There are 2 teams sharing this cluster. you tell them to only use 20 cuda devices each.

However team A consumes 30 cuda devices leaving team B to only be able to access 10 of its allocated 20.

This is really frustrating for Team B and there is no automated or obvious recourse they can take to reclaim the 10 cuda devices the are missing

Available GPU don't become fragmented across nodes 💻🧩

Problem Scenario 2: Fragmentation hell 😵‍💫

There are 4 GPU nodes with 10 cuda devices each on your k8s cluster. The total available GPU cuda devices is 40.

There are 2 teams sharing this cluster. you tell them to only use 20 cuda devices each.

Both teams are respectful of this. Team A works with smaller models and team B works with bigger models.

Team A deploy 6 training each using 3 cuda devices for a total of 18 consumed cuda devices.

Team B goes to deploy a model which needs 8 cuda devices. Of course they expect this to be able to run. Officially they have 20 cuda devices free. However this job fails to start.

Why does it fail to start?

When we look at the pod layout on the nodes we see

Node name pod state resource state has resources to run team Bs job
Node 1 Running 2 Team A jobs (6 cuda devices in use, 4 free)
Node 2 Running 2 Team A jobs (6 cuda devices in use, 4 free)
Node 3 Running 1 Team A job (3 cuda devices in use, 7 free)
Node 4 Running 1 Team A job (3 cuda devices in use, 7 free)

This is really frustrating because we want it to pack jobs onto the same nodes where possible so that there is a single block of 8 GPUs free for Team B to consume. The ideal pod layout would look like

Node name pod state resource state has resources to run team B's job
Node 1 Running 3 Team A jobs (9 cuda devices in use, 1 free)
Node 2 Running 3 Team A jobs (9 cuda devices in use, 1 free)
Node 3 Empty, this is able to take a job from team B (0 cuda devices in use, 10 free)
Node 4 Empty, this is able to take a job from team B (0 cuda devices in use, 10 free)

Resources should never sit idle if there is actual demand for them 🚫 🏭

Problem Scenario 3: Blocked from using available resources

There are 4 GPU nodes with 10 cuda devices each on your k8s cluster. The total available GPU cuda devices is 40.

There are 2 teams sharing this cluster. you tell them to only use 20 cuda devices each.

Team A has used up all of its GPUs on training.

Team B are focusing on one model at the moment and often aren't using most of their allocated resources.

It is senseless to leave the GPU sitting idle.

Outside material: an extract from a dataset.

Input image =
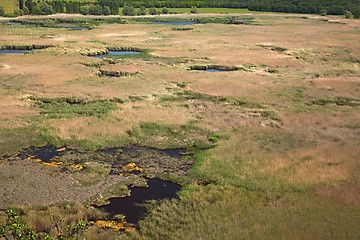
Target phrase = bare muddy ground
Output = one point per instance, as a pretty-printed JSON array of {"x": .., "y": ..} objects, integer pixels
[{"x": 25, "y": 182}]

Team A should be able to consume the resources that belong to the other team under the knowledge that they could be pushed off them at anytime. As long as they are checkpointing the training often this shouldn't be an issue.

Existing solutions 🛠️

RUN:AI (https://www.run.ai/)

Run AI supports all these use cases. But its not open source. We would be an open source alternative.

Build it your self 🏗️

Some of this functionality could be build by a k8s admin. For example they could assign namespaces to teams and create a resourceQuote per namespace. This addresses problem 1. But it doesn't address fragmentation issues or allowing over quota.

This solution will cost your company a lot of money holding onto extra resources because of fragementation and not supporting over quota

Why is VDK well positioned?

Current VDK control plane impl:

  1. Currently it is a system that monitors your kubernetes cluster. It listens for jobs created, finished etc..
  2. When it is deploying a job it dynamically builds the k8s yaml files

These is powerful functionality to build on:

  1. This allows it to dynamically deal with fragmentation. At deploy time we can look at which nodes have free resources and select the most appropriate node by dynamically adding node affinity to the job right before it is deployed.
  2. The same is true for over quota. If there are free resources we can let a team run extra work. When a team which has free resources goes to deploy a job and there are no free resources on the cluster we can scan the cluster and kill a job of a team which is over quota.